Dans un exemple, Josh et son équipe ont assisté à une conférence militaire où ils ont partagé leur travail avec des officiers en service actif qui luttent généralement avec un taux très élevé de suicide causé par un traumatisme mental et le stress. Un vétéran de la guerre du Vietnam et un autre soldat qui avait été déployé en Irak ont tous deux fondu en larmes en essayant la démo, déclarant qu’ils ne s’étaient pas sentis aussi détendus depuis des années. Ils étaient extrêmement enthousiastes à l’idée que de telles expériences puissent aider d’autres personnes, en particulier celles en service actif.

Dans un autre exemple, un jeune homme en fauteuil roulant à cause d’une grave maladie neurologique a tenté l’expérience sur l’Oculus Rift. Il a réagi en se déplaçant un peu. Incertain de ce que cela signifiait, Josh a demandé à la mère, qui a répondu : « Il veut te faire un câlin. »

L’équipe de Guided Meditation VR travaille maintenant à améliorer les expériences pour qu’elles soient aussi accessibles que possible aux personnes à mobilité réduite.
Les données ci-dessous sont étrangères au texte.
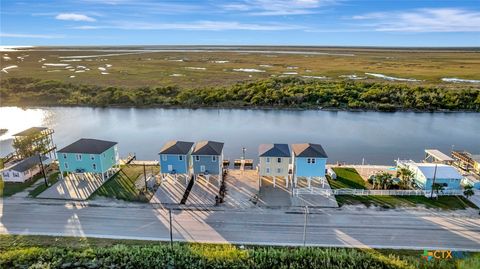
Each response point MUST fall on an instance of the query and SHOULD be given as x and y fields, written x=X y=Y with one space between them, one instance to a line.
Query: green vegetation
x=275 y=92
x=68 y=252
x=10 y=188
x=442 y=202
x=122 y=185
x=52 y=179
x=347 y=178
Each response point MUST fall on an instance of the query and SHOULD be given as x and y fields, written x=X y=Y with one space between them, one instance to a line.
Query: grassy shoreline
x=273 y=93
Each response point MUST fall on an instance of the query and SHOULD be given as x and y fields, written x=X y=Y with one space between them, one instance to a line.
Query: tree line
x=272 y=93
Au fur et à mesure que la RV et les applications de ce type se généralisent, nous découvrirons probablement d’autres groupes de personnes qui peuvent se sentir profondément mieux en faisant l’expérience de quelque chose d’aussi simple qu’un jardin zen virtuel.

Apportant la lumière à l’obscurité mentale

Le marché de l’amélioration de la santé mentale par l’utilisation de la RV a été bien établi sur la base de décennies de recherche scientifique. Cependant, ce marché en est encore, d’une certaine manière, à ses débuts, car la technologie n’a pas été suffisamment avancée à ce jour pour permettre un accès massif des patients à travers le monde.
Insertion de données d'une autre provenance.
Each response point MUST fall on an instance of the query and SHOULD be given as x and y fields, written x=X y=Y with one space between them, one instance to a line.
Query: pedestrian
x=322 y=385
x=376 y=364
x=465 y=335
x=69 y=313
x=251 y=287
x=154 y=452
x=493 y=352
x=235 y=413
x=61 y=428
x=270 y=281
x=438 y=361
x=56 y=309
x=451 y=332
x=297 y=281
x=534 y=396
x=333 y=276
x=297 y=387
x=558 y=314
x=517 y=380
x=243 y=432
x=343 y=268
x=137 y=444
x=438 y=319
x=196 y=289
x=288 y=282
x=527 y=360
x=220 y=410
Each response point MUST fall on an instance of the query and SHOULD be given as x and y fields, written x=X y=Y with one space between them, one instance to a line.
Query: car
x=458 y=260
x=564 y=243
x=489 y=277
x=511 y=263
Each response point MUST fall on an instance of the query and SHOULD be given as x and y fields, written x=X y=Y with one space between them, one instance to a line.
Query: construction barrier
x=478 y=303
Pour autant, la majorité des entreprises travaillant dans cet espace se concentrent sur le développement d’outils cliniques utilisés par les thérapeutes professionnels pour les aider à traiter les patients en personne. La technologie deviendra-t-elle suffisamment bonne pour permettre un traitement sûr et efficace en l’absence d’un thérapeute ou d’un clinicien professionnel ? Verrons-nous une augmentation du diagnostic et du traitement des patients, ce qui entraînera des avantages sociétaux en matière de santé et d’économie ?

Dans quelques années, on devrait disposer de beaucoup plus de données issues d’études cliniques pour évaluer correctement ces nouvelles modalités de traitement dans différentes conditions psychiatriques. D’ici là, nous sommes condamnés à voir une explosion d’applications faisant toutes sortes d’allégations différentes – certaines soutenues par des données et d’autres qui doivent encore être validées.